“Leadership is less about the position you hold than the influence you have. It is about doing world-class work, playing at your peak, and leaving people better than you found them. It is about leading without a title.” – Robin Sharma
Every person who works within a business owns the responsibility of showing leadership at their craft, meaning even those who work as an intern have the responsibility to lead themselves and the community around them – even if they do not have the title of a ‘leader’.
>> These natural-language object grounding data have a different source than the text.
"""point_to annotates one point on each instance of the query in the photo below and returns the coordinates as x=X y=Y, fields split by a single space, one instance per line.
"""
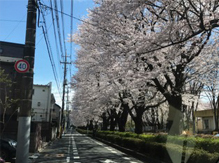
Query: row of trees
x=136 y=55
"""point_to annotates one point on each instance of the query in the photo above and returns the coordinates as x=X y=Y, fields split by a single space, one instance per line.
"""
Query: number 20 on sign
x=22 y=66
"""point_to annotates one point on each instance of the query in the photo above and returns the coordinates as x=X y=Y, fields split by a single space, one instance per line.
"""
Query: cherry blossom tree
x=155 y=43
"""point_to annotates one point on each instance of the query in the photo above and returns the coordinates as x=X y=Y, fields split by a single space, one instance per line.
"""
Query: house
x=9 y=54
x=43 y=103
x=205 y=121
x=45 y=111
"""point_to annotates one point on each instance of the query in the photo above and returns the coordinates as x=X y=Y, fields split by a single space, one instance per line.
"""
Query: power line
x=78 y=19
x=71 y=31
x=54 y=30
x=63 y=27
x=15 y=27
x=19 y=21
x=57 y=23
x=49 y=49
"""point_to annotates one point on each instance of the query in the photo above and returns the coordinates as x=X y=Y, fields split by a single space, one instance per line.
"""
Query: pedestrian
x=1 y=160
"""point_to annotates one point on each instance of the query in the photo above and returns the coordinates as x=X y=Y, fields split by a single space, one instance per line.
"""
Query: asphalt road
x=78 y=148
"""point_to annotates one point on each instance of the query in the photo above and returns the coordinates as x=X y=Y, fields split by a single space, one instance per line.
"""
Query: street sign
x=22 y=66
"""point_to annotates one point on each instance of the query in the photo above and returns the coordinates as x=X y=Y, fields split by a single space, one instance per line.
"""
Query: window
x=206 y=123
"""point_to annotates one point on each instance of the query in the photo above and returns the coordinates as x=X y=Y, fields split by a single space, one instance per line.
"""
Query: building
x=205 y=121
x=43 y=103
x=9 y=54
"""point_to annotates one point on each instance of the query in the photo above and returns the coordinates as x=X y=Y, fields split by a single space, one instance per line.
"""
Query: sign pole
x=24 y=117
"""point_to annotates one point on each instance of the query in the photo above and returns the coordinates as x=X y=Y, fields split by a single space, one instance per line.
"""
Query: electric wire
x=63 y=28
x=56 y=42
x=104 y=29
x=71 y=32
x=57 y=23
x=15 y=28
x=49 y=49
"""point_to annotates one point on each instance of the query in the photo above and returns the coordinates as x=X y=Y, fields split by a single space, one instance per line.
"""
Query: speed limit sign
x=22 y=66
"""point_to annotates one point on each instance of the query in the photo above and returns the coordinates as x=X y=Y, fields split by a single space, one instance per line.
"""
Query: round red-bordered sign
x=22 y=66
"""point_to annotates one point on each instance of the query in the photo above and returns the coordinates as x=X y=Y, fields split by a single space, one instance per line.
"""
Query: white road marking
x=126 y=158
x=76 y=157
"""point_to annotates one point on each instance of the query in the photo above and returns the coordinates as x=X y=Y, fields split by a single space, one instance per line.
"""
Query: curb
x=134 y=154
However, leading without a title seems difficult and daunting. Who will follow someone who has no authoritative title within a company? The truth is, anyone can be a leader. Robin Sharma, leadership expert and author of The Leader Who Had No Title, said that every single of us has the opportunity to show leadership in our work and within our lives. What we need to do is to begin, start the journey of leading. As long as you upskill your leadership competency, there is always a way to lead without a title. The tactics are quite simple, Sharma advised to practice these steps:
One of the best things a leader should understand is that “if you cannot lead yourself, you cannot lead others.” This is as simple as you cannot make others happy if you are sad. None of us has the right to lead others into greatness if our own personal lives are a train-wreck. Being successful in the game of life precedes great leadership. Face whatever personal issues you have been avoiding head on and clean up on all fronts.
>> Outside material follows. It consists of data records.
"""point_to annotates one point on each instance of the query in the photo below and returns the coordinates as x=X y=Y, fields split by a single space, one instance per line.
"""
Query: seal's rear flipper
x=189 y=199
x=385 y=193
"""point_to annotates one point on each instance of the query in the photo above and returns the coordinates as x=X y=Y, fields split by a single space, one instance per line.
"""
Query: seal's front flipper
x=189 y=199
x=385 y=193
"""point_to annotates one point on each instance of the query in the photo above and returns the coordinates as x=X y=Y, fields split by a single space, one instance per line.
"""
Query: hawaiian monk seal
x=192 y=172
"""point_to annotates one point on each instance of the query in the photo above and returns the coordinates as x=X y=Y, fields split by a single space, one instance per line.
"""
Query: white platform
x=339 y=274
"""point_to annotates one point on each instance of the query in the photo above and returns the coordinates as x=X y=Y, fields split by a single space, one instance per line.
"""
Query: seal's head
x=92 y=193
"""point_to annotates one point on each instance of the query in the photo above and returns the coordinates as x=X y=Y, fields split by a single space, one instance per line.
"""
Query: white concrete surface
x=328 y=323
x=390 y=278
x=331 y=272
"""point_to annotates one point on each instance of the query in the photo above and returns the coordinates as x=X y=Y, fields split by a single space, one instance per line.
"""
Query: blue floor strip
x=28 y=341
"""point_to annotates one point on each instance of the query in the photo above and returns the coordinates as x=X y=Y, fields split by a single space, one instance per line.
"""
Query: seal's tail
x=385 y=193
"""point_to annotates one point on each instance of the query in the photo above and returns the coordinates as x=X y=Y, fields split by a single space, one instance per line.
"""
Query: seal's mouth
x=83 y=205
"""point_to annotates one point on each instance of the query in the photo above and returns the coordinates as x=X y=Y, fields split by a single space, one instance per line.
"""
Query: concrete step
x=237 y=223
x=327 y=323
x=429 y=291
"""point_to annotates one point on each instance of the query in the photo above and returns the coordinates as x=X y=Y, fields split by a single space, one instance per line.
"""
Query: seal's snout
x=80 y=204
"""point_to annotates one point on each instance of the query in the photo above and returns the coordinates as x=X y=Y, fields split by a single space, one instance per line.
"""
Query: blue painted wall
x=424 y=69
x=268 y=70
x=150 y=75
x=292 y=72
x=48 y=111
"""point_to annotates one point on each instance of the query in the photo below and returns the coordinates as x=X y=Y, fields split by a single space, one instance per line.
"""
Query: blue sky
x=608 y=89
Leaders are a people person. They should welcome anyone who needs help or anyone who needs someone to listen to. No matter how difficult the situation is leaders should never turn down an offer. They should always be ready and willing to throw a lifeline, such as lend a hand, offer insight, donate time, run out for coffee, etc. The winners understand that strengthening capacity at every level, in every person, is the way to win.
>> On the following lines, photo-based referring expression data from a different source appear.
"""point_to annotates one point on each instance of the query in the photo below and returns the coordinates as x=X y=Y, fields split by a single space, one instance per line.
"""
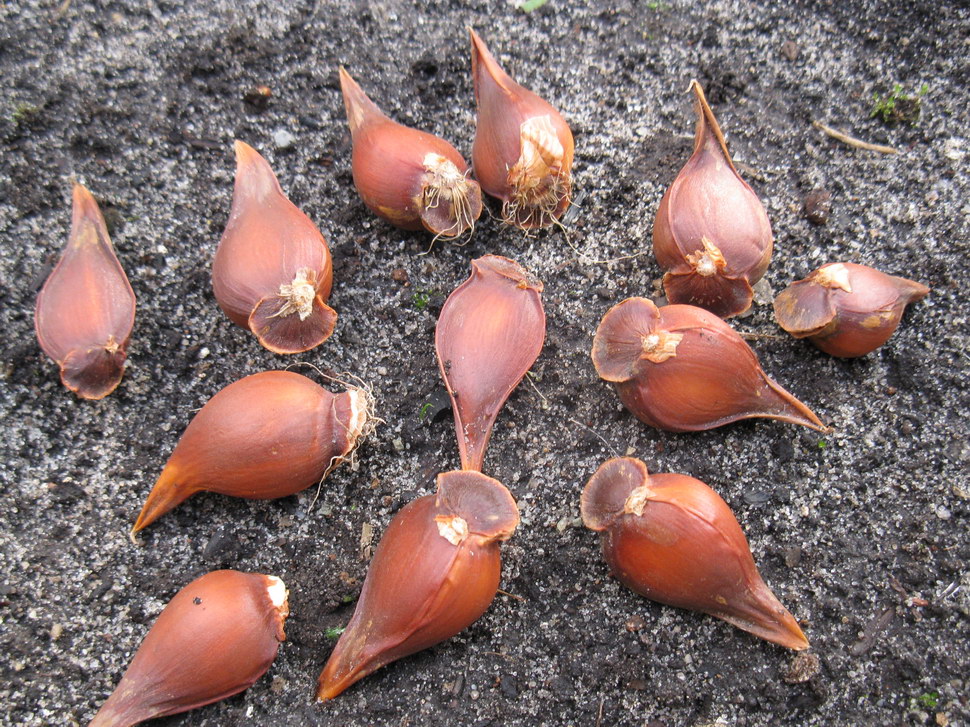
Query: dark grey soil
x=862 y=533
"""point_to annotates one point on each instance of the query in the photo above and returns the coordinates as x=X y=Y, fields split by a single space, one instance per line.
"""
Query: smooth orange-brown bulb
x=523 y=150
x=272 y=272
x=489 y=334
x=711 y=235
x=268 y=435
x=411 y=178
x=683 y=369
x=86 y=309
x=846 y=309
x=434 y=573
x=215 y=638
x=671 y=538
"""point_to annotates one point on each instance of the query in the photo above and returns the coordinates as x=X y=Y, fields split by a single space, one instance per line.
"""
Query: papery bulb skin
x=523 y=150
x=683 y=369
x=272 y=272
x=408 y=177
x=86 y=309
x=671 y=538
x=711 y=236
x=267 y=435
x=435 y=572
x=845 y=309
x=490 y=332
x=215 y=638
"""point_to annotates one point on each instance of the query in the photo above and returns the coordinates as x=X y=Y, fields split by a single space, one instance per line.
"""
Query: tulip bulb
x=683 y=369
x=523 y=149
x=435 y=572
x=267 y=435
x=410 y=178
x=215 y=638
x=86 y=309
x=711 y=235
x=846 y=309
x=489 y=334
x=272 y=272
x=672 y=539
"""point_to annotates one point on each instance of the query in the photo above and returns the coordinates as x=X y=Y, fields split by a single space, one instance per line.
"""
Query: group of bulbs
x=679 y=367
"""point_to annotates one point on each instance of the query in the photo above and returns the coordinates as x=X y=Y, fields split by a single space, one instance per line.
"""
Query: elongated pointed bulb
x=671 y=538
x=272 y=272
x=86 y=309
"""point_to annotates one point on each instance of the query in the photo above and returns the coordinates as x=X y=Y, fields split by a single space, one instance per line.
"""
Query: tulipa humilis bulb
x=410 y=178
x=711 y=235
x=86 y=309
x=267 y=435
x=489 y=334
x=846 y=309
x=523 y=149
x=435 y=571
x=272 y=272
x=215 y=638
x=672 y=539
x=683 y=369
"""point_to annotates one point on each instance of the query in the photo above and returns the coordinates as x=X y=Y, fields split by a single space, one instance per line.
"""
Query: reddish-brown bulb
x=671 y=538
x=846 y=309
x=711 y=235
x=86 y=309
x=683 y=369
x=489 y=334
x=215 y=638
x=410 y=178
x=523 y=150
x=434 y=573
x=268 y=435
x=272 y=272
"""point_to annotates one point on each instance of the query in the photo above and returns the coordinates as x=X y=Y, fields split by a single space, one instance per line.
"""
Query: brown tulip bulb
x=672 y=539
x=683 y=369
x=846 y=309
x=523 y=149
x=410 y=178
x=435 y=571
x=711 y=235
x=268 y=435
x=86 y=309
x=272 y=272
x=215 y=638
x=489 y=334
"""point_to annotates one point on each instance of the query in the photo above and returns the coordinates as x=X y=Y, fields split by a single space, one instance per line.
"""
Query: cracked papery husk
x=711 y=235
x=408 y=177
x=215 y=638
x=523 y=150
x=434 y=573
x=671 y=538
x=681 y=368
x=845 y=309
x=86 y=310
x=272 y=272
x=264 y=436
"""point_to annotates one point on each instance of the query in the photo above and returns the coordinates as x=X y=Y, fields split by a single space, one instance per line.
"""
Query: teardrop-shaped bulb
x=489 y=334
x=410 y=178
x=267 y=435
x=215 y=638
x=846 y=309
x=711 y=234
x=671 y=538
x=272 y=272
x=86 y=309
x=435 y=572
x=683 y=369
x=523 y=150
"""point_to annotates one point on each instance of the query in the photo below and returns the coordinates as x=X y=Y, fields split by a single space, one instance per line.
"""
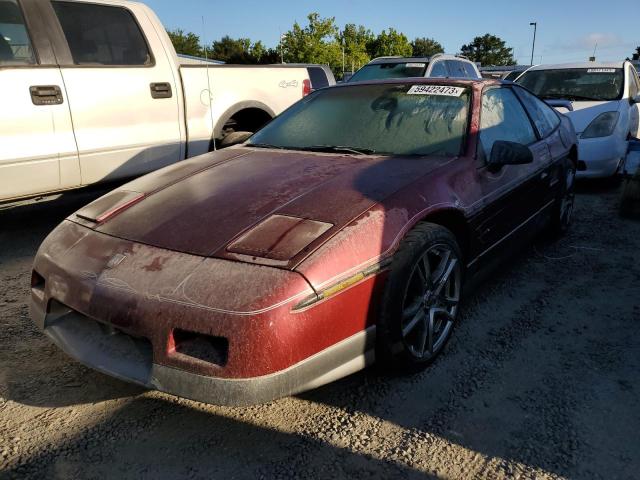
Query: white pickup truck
x=93 y=91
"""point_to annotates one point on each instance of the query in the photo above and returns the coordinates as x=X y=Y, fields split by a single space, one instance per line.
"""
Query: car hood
x=585 y=112
x=261 y=206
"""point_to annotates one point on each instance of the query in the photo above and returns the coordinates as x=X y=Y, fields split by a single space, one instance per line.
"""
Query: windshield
x=382 y=119
x=511 y=76
x=595 y=84
x=379 y=71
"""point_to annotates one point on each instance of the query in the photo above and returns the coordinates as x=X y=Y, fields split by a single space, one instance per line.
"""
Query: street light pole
x=533 y=47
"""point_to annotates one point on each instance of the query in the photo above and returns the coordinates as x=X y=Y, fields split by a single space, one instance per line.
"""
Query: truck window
x=456 y=68
x=318 y=78
x=439 y=70
x=15 y=46
x=471 y=72
x=102 y=35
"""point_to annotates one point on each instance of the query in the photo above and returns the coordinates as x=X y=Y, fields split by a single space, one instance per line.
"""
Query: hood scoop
x=109 y=206
x=279 y=237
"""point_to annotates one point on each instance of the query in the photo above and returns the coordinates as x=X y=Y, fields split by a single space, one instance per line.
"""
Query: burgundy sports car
x=338 y=234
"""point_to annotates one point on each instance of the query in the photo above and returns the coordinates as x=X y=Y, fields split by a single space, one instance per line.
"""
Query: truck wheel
x=420 y=302
x=234 y=138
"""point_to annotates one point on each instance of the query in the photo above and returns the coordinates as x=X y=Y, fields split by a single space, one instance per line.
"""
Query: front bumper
x=122 y=317
x=128 y=358
x=600 y=157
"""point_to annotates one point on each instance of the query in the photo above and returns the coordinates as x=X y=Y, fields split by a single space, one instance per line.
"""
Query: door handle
x=46 y=95
x=161 y=90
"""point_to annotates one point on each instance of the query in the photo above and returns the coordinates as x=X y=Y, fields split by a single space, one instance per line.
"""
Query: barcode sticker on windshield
x=435 y=90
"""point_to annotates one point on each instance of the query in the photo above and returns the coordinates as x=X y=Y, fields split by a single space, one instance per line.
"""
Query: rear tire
x=563 y=207
x=421 y=298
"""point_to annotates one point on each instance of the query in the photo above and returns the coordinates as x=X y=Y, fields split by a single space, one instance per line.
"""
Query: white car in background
x=601 y=99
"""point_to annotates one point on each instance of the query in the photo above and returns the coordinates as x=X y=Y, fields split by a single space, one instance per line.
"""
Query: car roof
x=566 y=66
x=453 y=81
x=383 y=60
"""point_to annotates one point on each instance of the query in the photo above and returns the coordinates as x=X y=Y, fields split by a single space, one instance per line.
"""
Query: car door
x=38 y=152
x=512 y=196
x=634 y=107
x=546 y=121
x=121 y=89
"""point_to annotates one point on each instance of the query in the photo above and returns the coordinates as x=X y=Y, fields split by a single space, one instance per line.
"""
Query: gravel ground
x=539 y=381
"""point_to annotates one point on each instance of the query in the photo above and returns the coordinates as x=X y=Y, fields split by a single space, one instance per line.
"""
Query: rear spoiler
x=560 y=103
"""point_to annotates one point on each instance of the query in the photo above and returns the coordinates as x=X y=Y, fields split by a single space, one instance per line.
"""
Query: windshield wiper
x=338 y=149
x=571 y=97
x=266 y=145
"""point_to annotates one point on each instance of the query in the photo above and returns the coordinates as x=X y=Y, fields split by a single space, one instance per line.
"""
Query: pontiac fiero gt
x=340 y=233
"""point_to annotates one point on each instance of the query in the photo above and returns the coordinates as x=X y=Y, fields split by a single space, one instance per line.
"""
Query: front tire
x=421 y=299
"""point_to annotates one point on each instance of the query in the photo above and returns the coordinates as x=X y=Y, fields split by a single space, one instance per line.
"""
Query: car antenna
x=206 y=58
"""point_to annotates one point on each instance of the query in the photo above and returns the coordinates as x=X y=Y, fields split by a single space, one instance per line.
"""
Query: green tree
x=426 y=47
x=354 y=40
x=391 y=43
x=489 y=50
x=185 y=43
x=231 y=50
x=314 y=43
Invictus means unconquerable or undefeated in Latin. It is a poem written by William Ernest Henley when he was in the hospital being treated for tuberculosis. There is also a movie called Invictus directed by Clint Eastwood. The movie tells the story of the South African rugby team’s quest for the World Cup. Why this movie? Sharma cited that the movie is an excellent and entertaining reminder of great leadership. The film teaches us how to eloquently execute astonishing acts of forgiveness, compassion and moving upward when circumstances and people hold the potential to bring you down into victimhood.
Sharma wrote that “leaders should secure their own oxygen first before assisting others.” It means leaders should be strong enough for themselves first, then to lead others. Strong here does not only mean the body but also the mind. Routine challenging exercise, healthy eating habits, sleeping deeply, and doing what makes you feel alive and excited is medicine to live strong. In fact, all great leaders that succeed are refusing lifestyle, habits and circumstances that weaken them. Great leaders do not just own their full potential on the field, they claim their potential in all domains of their life. They continuously lead even without a title.